Однако пока что первая потребность, завладевшая им после гонки, была хоть и примитивной, но весьма настоятельной, — ведь, в конце концов, он беспрерывно сидел в машине восемь часов, а как человек он все-таки подчинялся биологическим законам.
И потому Кай несколько раздраженно барахтался в этом море восторгов, пытаясь улучить момент и скрыться с людских глаз. Это удалось ему с немалым трудом.
Но Кай и потом оставался подавленным. Сам он объяснял это тем, что совершенно вымотался: последние часы отняли у него всю энергию, на какую он был способен.
Они поехали в Палермо. Кай сидел на заднем сиденье; ни за какие блага в мире сегодня уже нельзя было заставить его снова взяться за руль; у него возникло отвращение к езде, и он дал себе зарок больше не прикасаться к гоночному автомобилю. Такой зарок он давал себе после каждой трудной гонки.
Курбиссон с забинтованными руками сидел рядом с ним и смотрел на него. Кай молча кивнул. Оба думали об одном и том же: если теперь Курбиссон пойдет к Лилиан Дюнкерк, она его примет. Как и почему — этого он знать не мог, но надеялся и верил, что надежда хотя бы отчасти сбудется. Кай знал причину, но он щадил Курбиссона и ничего ему не сказал.
Сам он не намерен был видеться с Лилиан Дюнкерк. Она бы не пришла: новая встреча так скоро была бы ступенью вниз. Ведь оба превыше всего ценили жест, ибо жест был частью формы, а форма более священна, нежели содержание.
Где-то в будущем реяло «может быть», более позднее, бледное «может быть» — Кай от него отворачивался, старался о нем забыть. Его так рано научили героизму естественности, что он серьезно не исследовал возможности чувств.
Поэтому он предался охватившей его теперь тоске, не утешая себя дальними перспективами. Тоска была неизбежна, и единственное средство ее преодолеть — не пытаться от нее уклониться.

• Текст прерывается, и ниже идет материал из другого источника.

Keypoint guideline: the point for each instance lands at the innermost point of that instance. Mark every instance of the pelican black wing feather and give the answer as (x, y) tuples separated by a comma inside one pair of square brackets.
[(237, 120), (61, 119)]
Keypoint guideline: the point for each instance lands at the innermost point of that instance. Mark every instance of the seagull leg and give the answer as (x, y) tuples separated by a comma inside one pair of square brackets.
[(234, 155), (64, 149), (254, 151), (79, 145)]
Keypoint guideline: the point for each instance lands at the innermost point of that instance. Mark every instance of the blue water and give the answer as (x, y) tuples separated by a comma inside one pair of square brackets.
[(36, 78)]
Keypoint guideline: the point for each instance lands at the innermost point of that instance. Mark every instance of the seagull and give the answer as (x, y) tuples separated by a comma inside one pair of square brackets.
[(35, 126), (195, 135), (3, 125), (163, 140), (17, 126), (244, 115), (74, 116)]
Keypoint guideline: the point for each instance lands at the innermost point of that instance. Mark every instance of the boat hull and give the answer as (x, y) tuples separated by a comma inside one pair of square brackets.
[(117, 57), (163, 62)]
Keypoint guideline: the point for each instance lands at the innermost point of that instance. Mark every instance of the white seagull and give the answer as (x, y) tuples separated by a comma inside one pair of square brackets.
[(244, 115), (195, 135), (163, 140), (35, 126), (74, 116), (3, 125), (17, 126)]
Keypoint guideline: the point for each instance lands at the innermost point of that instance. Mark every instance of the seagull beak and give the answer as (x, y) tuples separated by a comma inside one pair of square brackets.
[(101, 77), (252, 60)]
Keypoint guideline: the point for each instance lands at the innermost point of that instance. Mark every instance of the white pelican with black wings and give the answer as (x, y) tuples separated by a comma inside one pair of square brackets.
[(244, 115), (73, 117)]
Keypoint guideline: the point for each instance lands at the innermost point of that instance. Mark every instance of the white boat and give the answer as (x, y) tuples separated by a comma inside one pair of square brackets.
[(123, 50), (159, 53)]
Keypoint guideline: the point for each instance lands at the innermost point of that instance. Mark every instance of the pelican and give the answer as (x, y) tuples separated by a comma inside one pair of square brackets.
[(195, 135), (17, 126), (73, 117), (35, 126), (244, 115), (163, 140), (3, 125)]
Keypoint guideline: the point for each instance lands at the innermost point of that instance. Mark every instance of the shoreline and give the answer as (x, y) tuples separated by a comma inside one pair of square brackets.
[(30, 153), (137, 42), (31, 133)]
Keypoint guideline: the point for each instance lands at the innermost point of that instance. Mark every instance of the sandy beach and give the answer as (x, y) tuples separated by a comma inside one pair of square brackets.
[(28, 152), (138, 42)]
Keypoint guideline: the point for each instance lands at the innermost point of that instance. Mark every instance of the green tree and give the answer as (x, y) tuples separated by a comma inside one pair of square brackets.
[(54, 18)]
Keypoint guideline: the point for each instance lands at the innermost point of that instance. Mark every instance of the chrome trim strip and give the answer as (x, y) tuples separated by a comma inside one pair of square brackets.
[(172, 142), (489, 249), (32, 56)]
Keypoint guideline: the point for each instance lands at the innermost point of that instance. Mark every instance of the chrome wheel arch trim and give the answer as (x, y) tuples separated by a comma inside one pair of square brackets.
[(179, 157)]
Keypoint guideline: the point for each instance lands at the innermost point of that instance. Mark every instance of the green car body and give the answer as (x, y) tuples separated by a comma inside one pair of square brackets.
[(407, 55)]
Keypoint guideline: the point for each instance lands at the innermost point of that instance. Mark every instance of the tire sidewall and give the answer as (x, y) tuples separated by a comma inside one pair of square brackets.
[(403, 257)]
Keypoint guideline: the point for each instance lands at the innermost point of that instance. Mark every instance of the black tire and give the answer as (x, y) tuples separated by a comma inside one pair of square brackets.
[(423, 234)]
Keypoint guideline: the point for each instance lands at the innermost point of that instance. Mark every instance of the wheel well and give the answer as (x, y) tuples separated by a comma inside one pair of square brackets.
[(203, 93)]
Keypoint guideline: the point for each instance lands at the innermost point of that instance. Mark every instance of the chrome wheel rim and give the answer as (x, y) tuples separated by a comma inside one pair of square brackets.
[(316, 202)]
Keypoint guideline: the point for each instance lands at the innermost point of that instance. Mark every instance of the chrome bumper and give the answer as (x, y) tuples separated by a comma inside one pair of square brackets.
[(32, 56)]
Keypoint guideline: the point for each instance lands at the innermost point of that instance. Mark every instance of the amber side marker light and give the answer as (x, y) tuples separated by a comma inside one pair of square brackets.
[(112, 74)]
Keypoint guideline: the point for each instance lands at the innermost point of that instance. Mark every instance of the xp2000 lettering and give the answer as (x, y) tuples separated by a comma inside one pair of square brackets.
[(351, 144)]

Вечером, когда он, расслабившись после ванны, в одиночестве сидел у себя в комнате, тоска усилилась до степени такой безнадежной депрессии, что он почувствовал: здесь кроется нечто большее, чем запоздалая, чистая и светлая скорбь по эпизоду, который разделил судьбу всего человеческого — ушел в прошлое; та скорбь, что, будучи свободна от мутной, сентиментальной жажды обладания, столь же неотъемлема от всякого переживания, как смерть от бытия, — здесь назревал более всеобъемлющий конец, закруглялась дуга, стремясь превратиться в кольцо; здесь брезжило великое прощание.
Однако спокойствие этой депрессии не было суровым — по-матерински ласковая ночь, в которой уже веяло дыханием нового рождения. Кай не знал, к чему она ведет, но он всецело ей отдался, с детским доверием ко сну.
Медленно надвинулась некая картина, расплылась и надвинулась опять; с каждым разом она делалась все более ясной и четкой, пока не остановилась и не застыла. Позднее, когда Кай ложился спать, перед ним прорисовалась дорога: ему захотелось поехать в родные края, к господскому дому с платанами и юной Барбарой.
Он думал, что решение принято. Эта мысль продержалась у него и весь следующий день. И хотя упадок сил, вызванный перенапряжением в гонке, прошел, осталась просветленная, тихая, обращенная в себя мягкая печаль, к которой странным образом примешивалась столь же спокойная радость.
Кай предполагал, что своих друзей он увидит теперь не скоро, а, возможно, и не увидит вообще, и потому легко и спокойно с ними распрощался, словно расставались они ненадолго, пока длится чей-то каприз.
Оставалась неопределенность с Мод Филби. Обстоятельства неожиданно перевели отношения между ними из игривых сфер задорного флирта во взаимное чувство, которое больше не проверяло себя и не пряталось. Оно было еще рассеянным, зато многогранным, сердечным и открытым.